Shoulders

2013 Short Fiction Contest

"Shoulders" is a very Spokane story, and not just because it references Bloomsday, Joe Albi, and T.J. Meenach. It's about the crisp Spokane mornings when you can see the puffs of steam from the diehard joggers panting past, see the headlight beams piercing the fog. It's about that vintage Spokane mix of regret, nostalgia and desperation. And it's about those pieces of our lives we leave unlocked. — Daniel Walters

Standing in the shower, he shudders again, remembering the weight of his arms. They were wet sandbags, submerged and unmoving; at once paralyzed by the opportunity and filled with longing. Longing like the kind he's heard his mother describe (recently/repeatedly/pointedly): my arms just ache for that grandbaby. But Lydia's mother has the only arms with such ache-relieving privilege.

Tonight, and whenever he is so haunted, the simplicity of his former desire ridicules James. A ball. Then, under the lights, his arms had been hungry only to receive a piece of leather filled with air — quite literally a plaything. The worst mockery is that this one brief and meaningless failure only steeps itself hotter and stronger as the years pass. He shakes his head once, hard, and gargles the word pathetic into the rush of water. It's the seventh autumn since his senior football season. James is twenty-five.

In several minutes, he will splay himself face down and let his studio apartment's space heaters dry him into sleep. He will arise long before light, for he knows it will be less than twenty degrees in the morning.

Fog soup, he thinks as he leaves the old Browne's Addition Victorian. Good. The house is gawdy, a century past the glory of some elite Spokane family. It is chopped into apartments and appended with wrought iron staircases that usher tenants to odd entrances, precluding human interaction. James trots from the yard and locks into his seven-minute-mile pace, dropping down to Riverside and joining its downhill, westward flow toward the bridge. The road is empty and silent, though there will be more than fifty thousand who pass this stretch during Bloomsday in May. We do our sports as a city, in big injury-inducing bursts, he thinks as he parts ways with the race course. Across the footbridge north over a wide river of froth, his watch hasn't yet hit five o'clock. Prime time.

His spiral plastic cord of shaved Honda keys weigh down one wrist beneath his sweatshirt. He's an opportunist, but the keys are mostly for late night drives, not early morning runs. Sub-twenty degrees means puffer patrol. Despite the news coverage of his work, it amazes him how many westsiders leave empty, unlocked cars to warm up before work. But it goes without saying: among the puffers he encounters, he shows restraint. This morning, he will glance down side streets to see multiple clouds of thick exhaust mixing with late-November fog.

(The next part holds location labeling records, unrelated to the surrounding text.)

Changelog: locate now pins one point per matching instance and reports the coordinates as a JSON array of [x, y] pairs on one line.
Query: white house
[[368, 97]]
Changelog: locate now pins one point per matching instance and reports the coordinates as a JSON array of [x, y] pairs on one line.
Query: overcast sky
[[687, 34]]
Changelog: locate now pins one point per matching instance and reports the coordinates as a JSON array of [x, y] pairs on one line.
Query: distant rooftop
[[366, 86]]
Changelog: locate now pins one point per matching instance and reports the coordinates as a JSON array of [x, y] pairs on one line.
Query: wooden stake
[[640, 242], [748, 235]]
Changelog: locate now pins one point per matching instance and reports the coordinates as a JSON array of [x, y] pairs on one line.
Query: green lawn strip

He will hear the hasty scrape of plastic against windshields, smell an abundance of fumes before catalytic converters become warm enough to function. But, his list: only under a combination of circumstances will he strike: a clear visual of the driver returning to the house (For coffee? To finish packing a lunch?), the house door fully closed behind the driver, an obstructed view from the house to the car, an old-enough model year to suggest a lack of amenities (remote start, LoJack, Onstar) or a lack of planned precaution (extra key to warm-up-and-lock). Cherry picking.

He climbs the newly paved switchbacks toward West Central. On his runs, he thinks of this steep rise as a hard-muscled shoulder of the city. The oldest, roughest neighborhood ends with Summit Boulevard cutting a contour, following the river far below. On this morning's climb, he remembers a poet from junior year Language Arts. Carl Sandburg, talking tough about Chicago: City of the Big Shoulders. Moving his mind to a neighboring thought, he considers his idol, Ryne Sandberg. Legendary three-sport athlete — chose one of them almost on a whim, then journeyed from James's own North Central High School to flex his big shoulders in none other than big Carl's city. Cubbies. Hall of Fame. More homers than any second baseman. Stoic. Emotionless. Never looked back. James had read it online; someone recently asked Sandberg where he would have ended up if he had chosen one of his full-ride football offers. A rare grin washed over his face as he said, "The NFL."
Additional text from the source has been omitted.